Sir Ian, you may be the first knight with his own Web site.
You may be right. The site was suggested to me four years ago to publicize a show I was doing. I thought, ``This will be a good chance to put down everything I've got in the cellar, my comments on the last 40 years.'' It saves me the chore of having to write an autobiography.
Cinequest honors mavericks. Do you consider yourself one?
I rather like the word ``maverick.'' It suggests someone who has done what they wanted to do, stuck to their guns. The principles I've stuck to: Only do scripts I would like to see, and only do them if I feel the people involved, the director and everyone else, are going to help me do my best work. I've never gone for a job for money, and I think I've only done two jobs that I've regretted.
You didn't make your screen debut until age 29, and stardom came 30 years later.
The one big element that no actor can deny in their career is luck, chance. Whilst my contemporaries, -- Albert Finney, Tom Courtenay and Alan Bates -- were regularly appearing in movies and having great success, that just didn't happen for me. Not having been to drama school, I felt I had an awful lot to learn as a stage actor. And then great theater parts started coming my way, with long-term contracts. It wasn't until quite recently, when I did the movie of ``Richard III'' (1995), that things began to change.
You appeared as Death in Arnold Schwarzenegger's ``Last Action Hero.''
I took any part I could get. I did walk-ons, tiny parts. Friends thought I was crazy. But over that period I began to treat the camera as a friend rather than as an intruder. The film of ``Richard III'' was my calling card in the grown-up film industry, and I began to get offered really good parts. So now, rather late in the day, I'm in the happy situation that those peers of mine were in 30 years ago.
Gandalf must have been a nice change. You've specialized in villains -- from Iago to Rasputin.
Yes, that's true. It's not often that you get to play a good man, because writers are more interested in human frailty. Goodness can be rather boring -- ``the devil has the best tunes,'' I suppose best sums it up. You don't find any Shakespeare hero who is totally good. Usually they're guys who have gone off the rails. But Gandalf -- though he has self-doubt and realizes he would be corrupted by the ring -- is firmly on the rails.
Was there one Tolkien passage in particular that provided the key to your characterization?
I saw Gandalf as a scholar, a man of the countryside . . . and yet a loner on a mission. You'll see that increasingly strongly in the next two films, ``The Two Towers'' and ``Return of the King.'' The fun of the first film is in Gandalf measuring up the situations: persuading Bilbo to give up the ring or handing over responsibility to Frodo, or riding off to face Saruman, his old friend who's gone wrong.
Do you find it ironic that after so much stage work you've found acclaim in digital-effects fantasies?

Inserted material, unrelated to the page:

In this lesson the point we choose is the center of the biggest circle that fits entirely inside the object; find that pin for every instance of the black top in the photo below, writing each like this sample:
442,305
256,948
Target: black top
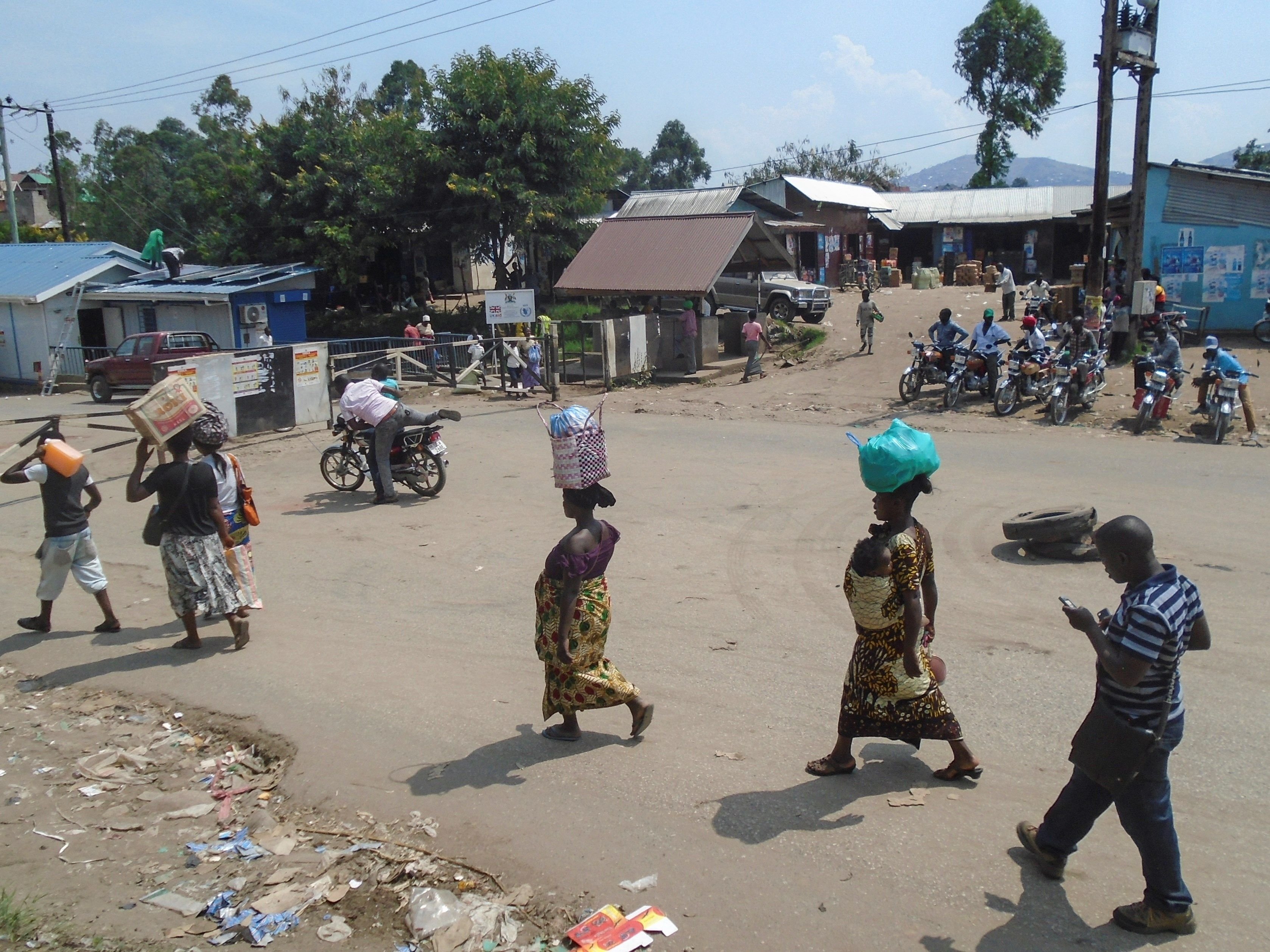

Oh, I don't look at them that way at all. I think the success of ``Lord of the Rings'' is that it isn't fantasy. The storytelling that director Peter Jackson has adopted is to make you think you are actually there and that this was at one time a real world.
What do you think your chances are for an Oscar?
No idea. It's certainly not a rejection of your work if your name is not called out. I arrive at the awards as a foreigner, an outsider, who, briefly, is allowed to be an insider. I'll participate in the fun of the Oscars.
What's next, Sir Ian?
I'm hosting ``Saturday Night Live'' on March 16.